We model the depot and distribution centers as processes and the local distributors as queues. Queues are the same as processors except we assume some variability of the arrival and service processes for queues. Rows 5 through 11 provide the data for the components. Rows 12 through 14 give the lot sizes that link the components. For the push tree the input lot size of a component is set equal to the output lot size of the previous tree component. An exception is the depot where the input lot size is set by the modeler. Rows 15 through 19 compute the relevant results for each component.

In the following we describe the individual components with reference to the worksheet.

The depot is described in column J on the worksheet. We model the depot as a process because items enter as a lot from the supplier and must be processed before being sent to the distributors. The weekly demand of 1500 items is pushed into the system at the depot in cell J23. The items have the value of $100/unit at the depot. We choose to replenish the inventory every two weeks with a lot of 3000 units. The setup cost for an order is $1000. The setup cost as well as the holding cost for WIP is included in the WIP cost reported in J17. The purchase cost of the items and the revenues from their sale are not included because these do not affect the inventory policy.

Each lot entering the depot must be processed. The processing time includes a fixed time of 0.5 weeks. The variable time of 0.0001 weeks is the time required to check each incoming item for quality. Items are shipped from the depot to the distribution centers in lots of 600 units.

The distribution centers are described in columns K and L. They are similar except that the center in column K interacts directly with local customers and the center in column L distributes to another set of local distributors. The unit processing time for Dist. 2 assumes that individual customers require additional processing time. The local distributors receive deliveries in lots of 200. After processing, the lots are delivered to individual customers.

Row 18 shows the number of processors necessary to provide the service generated by the flow rate. Row 19 shows the integer number of servers given the maximum utilization rate of each server. For queuing components this utilization determines the number of servers used in the WIP model, and the utilization must be strictly less than 100%.
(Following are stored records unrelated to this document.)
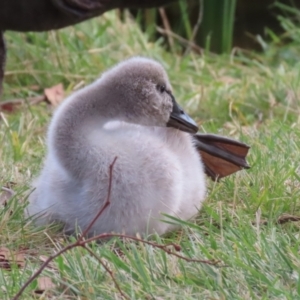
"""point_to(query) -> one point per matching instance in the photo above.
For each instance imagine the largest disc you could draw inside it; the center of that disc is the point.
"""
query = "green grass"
(253, 98)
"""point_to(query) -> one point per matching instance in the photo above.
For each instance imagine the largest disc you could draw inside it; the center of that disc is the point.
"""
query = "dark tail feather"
(221, 156)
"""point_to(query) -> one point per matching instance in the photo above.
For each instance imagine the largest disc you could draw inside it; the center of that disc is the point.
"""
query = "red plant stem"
(106, 204)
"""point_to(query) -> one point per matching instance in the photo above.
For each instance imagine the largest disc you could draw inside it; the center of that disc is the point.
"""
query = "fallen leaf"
(5, 195)
(44, 283)
(8, 258)
(55, 94)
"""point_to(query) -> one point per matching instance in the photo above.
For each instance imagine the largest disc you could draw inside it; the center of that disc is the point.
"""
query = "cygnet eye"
(161, 88)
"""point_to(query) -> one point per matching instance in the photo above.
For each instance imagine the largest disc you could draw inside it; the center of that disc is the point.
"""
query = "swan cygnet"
(129, 113)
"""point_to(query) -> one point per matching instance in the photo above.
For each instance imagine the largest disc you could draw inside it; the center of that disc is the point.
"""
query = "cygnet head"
(144, 94)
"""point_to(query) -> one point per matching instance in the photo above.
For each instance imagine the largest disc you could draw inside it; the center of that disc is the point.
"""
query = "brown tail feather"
(221, 156)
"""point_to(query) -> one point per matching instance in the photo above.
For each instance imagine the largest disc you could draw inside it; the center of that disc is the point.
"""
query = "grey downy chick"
(129, 113)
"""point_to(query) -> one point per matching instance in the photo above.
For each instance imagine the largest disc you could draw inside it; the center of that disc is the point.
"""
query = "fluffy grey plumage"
(158, 170)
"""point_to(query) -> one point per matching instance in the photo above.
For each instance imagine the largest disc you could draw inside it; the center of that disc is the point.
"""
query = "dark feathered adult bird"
(42, 15)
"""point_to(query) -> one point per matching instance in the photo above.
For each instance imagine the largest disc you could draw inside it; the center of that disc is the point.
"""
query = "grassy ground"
(254, 98)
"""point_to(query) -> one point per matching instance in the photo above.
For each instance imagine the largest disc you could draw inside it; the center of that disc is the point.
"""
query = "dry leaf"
(5, 195)
(7, 258)
(55, 94)
(44, 283)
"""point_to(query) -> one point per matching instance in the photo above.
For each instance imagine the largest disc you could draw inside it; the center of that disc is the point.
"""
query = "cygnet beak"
(180, 120)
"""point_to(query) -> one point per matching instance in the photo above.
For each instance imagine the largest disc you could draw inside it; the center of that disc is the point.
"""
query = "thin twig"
(77, 243)
(107, 270)
(107, 203)
(81, 242)
(163, 247)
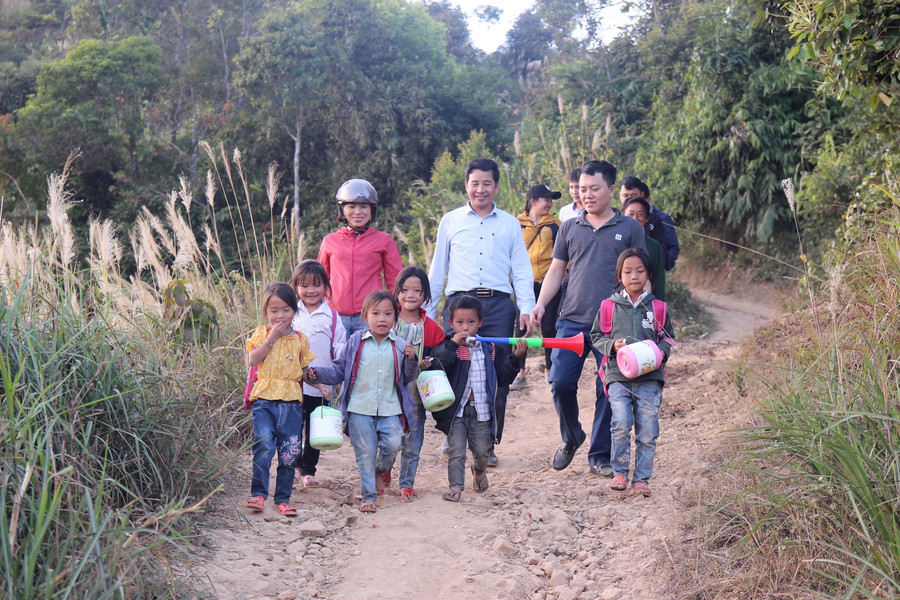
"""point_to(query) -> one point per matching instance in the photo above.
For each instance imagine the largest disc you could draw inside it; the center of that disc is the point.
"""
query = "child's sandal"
(286, 510)
(453, 495)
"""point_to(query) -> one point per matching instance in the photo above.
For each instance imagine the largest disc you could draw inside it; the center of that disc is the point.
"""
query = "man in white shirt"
(480, 252)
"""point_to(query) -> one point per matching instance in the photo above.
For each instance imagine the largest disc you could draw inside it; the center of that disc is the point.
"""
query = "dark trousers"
(307, 461)
(499, 321)
(564, 376)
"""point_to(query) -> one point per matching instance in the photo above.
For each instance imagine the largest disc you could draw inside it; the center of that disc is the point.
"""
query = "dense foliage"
(712, 102)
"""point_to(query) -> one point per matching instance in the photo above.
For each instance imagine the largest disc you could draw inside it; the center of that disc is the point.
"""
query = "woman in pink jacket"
(358, 258)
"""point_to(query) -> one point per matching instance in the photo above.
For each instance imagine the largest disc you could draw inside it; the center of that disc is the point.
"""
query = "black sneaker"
(566, 453)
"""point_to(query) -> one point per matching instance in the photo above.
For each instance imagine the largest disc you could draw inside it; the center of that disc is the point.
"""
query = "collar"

The system results are in column O. The system WIP is the sum of the component WIP's. The system cycle time is the system WIP divided by the total flow entering the system (1500). This is the residence time in the system averaged over all units. Notice that the cycle time for the distribution center at 2 is almost 7.5 weeks, which is greater than the number in cell O16.

The WIP cost in O17 is a result of interest. The modeler may want to search over the controllable variables, such as the lot sizes, to lower this cost. The add-in evaluates a particular plan, but it does not directly determine the optimum plan. The cost of WIP is a very nonlinear function of the lot sizes, and the existence of local minimum solutions makes the optimization problem very difficult.